The night of July 29, 1978, twenty-year-old William Bryant Tatum was shot and killed in the parking lot of a Pizza Hut. His eighteen-year-old girlfriend, Nancy Diane Hilton, was wounded. Tatum, a junior at the University of Tennessee at Chattanooga who went by his middle name, was Black. Hilton, who worked at the Pizza Hut, was white. They planned to get married in November. Carroll remembered the case well. It was Chattanooga’s only unsolved murder that year.
Franklin said he was responsible and asked Carroll to come meet with him. Carroll asked him why he decided to confess now. Franklin said he wanted to have the most death penalty cases pending against him of anyone. The response dovetailed with what I’d learned from my interview: that he was still hungry for recognition and still compared his image to that of other well-known serial killers.
Carroll agreed to come to the jail and five days lat
er arrived with Detective Mike Mathis. When Franklin was brought into the conference room, his head shaved, he saw Mathis and demanded that he leave the room. Franklin said he had never spoken with Mathis before and therefore didn’t trust him. In the interest of getting a confession, Mathis agreed to leave.
“I was on a search and destroy mission for race mixers,” Franklin told Carroll as he described spotting and following the couple. He parked his car and found a stand of tall grass nearby. It was close to Hilton’s 1974 Ford Mustang. Ten minutes later the couple emerged from the restaurant. Franklin aimed and fired his twelve-gauge pump-action shotgun. He hit Tatum in the chest and the blast tore through his heart and one lung. Hilton was struck on her right side.
“Had he not called, the case would have probably gone unsolved,” the AP quoted Carroll. “His call was to let us know he did it, not to say, ‘Look, I’m sorry I did it.’ There was no remorse.”
A grand jury indicted Franklin for murder on March 1, 1996. When a Hamilton County, Tennessee, Criminal Court judge set a trial date the next year, Franklin commented, “That’s cool.”
Prosecutors said they would seek another death penalty as insurance.
Chapter 19
While waiting to stand trial in Missouri, Franklin began talking again.
He had admitted to a St.

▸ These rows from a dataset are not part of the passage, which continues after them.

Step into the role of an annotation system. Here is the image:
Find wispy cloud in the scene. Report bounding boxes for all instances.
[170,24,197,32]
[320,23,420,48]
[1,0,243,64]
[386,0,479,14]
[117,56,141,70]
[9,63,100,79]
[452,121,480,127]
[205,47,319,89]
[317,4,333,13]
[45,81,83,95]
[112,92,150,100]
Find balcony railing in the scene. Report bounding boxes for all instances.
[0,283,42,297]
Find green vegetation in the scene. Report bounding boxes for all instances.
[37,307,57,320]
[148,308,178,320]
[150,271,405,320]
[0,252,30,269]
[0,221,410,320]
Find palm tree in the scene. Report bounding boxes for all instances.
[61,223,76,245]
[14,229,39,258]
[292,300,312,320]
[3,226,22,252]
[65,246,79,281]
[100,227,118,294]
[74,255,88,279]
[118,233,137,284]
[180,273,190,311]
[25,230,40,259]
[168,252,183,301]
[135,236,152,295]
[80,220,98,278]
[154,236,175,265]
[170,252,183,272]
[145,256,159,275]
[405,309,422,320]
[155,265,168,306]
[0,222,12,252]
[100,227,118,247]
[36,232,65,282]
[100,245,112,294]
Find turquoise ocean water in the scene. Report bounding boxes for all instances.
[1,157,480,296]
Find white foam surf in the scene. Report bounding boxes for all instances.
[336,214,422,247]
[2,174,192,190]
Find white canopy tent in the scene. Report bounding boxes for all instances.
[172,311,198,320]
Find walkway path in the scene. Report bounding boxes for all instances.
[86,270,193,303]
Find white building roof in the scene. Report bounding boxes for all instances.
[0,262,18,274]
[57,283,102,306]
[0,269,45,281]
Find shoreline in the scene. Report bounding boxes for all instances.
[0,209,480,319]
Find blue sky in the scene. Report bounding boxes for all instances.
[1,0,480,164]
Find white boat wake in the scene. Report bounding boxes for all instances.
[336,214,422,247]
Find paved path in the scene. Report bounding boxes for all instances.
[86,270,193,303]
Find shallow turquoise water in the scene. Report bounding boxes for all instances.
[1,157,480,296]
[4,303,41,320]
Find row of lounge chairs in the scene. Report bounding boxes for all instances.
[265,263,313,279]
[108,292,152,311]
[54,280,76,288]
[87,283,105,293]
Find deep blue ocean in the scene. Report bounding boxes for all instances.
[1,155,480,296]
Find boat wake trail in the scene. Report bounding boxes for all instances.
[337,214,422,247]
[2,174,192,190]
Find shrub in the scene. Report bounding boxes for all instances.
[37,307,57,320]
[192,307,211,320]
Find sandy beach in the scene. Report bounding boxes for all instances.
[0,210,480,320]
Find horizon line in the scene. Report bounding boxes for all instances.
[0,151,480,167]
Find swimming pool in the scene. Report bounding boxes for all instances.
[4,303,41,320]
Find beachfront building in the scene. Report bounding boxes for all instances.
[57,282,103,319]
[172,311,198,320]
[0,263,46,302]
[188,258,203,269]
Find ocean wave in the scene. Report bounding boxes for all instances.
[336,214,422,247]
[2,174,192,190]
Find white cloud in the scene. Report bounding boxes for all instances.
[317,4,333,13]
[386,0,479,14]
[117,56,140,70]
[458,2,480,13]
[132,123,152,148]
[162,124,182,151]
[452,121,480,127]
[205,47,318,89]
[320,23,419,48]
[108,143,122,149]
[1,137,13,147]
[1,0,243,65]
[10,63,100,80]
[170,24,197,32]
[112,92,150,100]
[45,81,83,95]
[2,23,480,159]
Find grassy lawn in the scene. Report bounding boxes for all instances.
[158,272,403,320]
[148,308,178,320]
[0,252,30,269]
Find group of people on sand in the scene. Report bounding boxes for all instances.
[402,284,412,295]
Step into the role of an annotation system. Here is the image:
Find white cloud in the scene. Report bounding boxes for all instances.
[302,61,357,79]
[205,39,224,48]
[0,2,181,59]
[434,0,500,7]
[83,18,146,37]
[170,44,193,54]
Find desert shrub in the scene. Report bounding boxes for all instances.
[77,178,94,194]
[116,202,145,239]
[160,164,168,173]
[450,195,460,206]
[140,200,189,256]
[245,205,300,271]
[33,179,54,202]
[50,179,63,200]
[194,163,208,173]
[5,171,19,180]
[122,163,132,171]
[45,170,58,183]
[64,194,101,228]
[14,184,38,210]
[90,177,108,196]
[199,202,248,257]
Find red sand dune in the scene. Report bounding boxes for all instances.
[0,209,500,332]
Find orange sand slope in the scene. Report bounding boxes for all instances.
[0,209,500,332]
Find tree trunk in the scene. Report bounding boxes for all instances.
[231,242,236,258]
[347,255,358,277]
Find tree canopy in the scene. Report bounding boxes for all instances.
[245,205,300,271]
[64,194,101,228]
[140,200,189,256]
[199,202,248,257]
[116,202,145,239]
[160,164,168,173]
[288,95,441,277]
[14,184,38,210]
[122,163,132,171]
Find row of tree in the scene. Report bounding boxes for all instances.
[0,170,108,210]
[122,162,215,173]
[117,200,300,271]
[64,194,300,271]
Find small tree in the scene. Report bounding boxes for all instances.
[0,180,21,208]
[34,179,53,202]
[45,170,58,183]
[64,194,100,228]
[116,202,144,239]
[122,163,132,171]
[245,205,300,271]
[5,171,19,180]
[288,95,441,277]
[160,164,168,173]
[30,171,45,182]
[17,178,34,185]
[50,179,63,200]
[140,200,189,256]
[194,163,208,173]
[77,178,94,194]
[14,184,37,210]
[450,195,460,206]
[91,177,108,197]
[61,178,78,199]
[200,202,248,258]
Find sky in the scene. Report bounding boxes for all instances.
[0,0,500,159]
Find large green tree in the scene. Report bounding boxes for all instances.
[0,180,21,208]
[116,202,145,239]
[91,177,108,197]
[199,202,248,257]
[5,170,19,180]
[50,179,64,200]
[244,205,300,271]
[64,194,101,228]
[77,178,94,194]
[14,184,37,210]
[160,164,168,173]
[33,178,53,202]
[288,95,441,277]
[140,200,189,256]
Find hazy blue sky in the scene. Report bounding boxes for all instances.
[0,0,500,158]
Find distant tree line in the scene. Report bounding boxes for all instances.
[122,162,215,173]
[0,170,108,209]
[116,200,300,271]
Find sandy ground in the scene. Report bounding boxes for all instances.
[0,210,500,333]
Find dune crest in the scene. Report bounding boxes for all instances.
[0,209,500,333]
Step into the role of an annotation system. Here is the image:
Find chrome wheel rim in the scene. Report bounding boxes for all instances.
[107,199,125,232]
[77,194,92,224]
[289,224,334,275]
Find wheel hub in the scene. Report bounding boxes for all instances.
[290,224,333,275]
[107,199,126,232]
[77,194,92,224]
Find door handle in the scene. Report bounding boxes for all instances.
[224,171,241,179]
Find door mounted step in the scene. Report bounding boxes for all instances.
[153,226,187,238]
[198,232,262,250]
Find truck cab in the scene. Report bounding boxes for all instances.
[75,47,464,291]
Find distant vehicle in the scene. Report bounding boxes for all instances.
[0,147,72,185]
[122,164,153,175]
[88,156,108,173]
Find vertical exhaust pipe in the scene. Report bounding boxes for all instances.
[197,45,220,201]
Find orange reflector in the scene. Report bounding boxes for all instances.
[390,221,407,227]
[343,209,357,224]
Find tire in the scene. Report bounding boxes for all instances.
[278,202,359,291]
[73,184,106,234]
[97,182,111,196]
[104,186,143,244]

Louis Post-Dispatch reporter in November 1995 that he shot Vernon Jordan but wouldn’t give details or say any more about it. The following April, he elaborated in an interview with Indianapolis Star reporter R. Joseph Gelarden, published on Sunday, April 7, 1996, saying that he had first considered killing civil rights leader Jesse Jackson in Chicago, but focused on Jordan when he found out he would be speaking in Fort Wayne.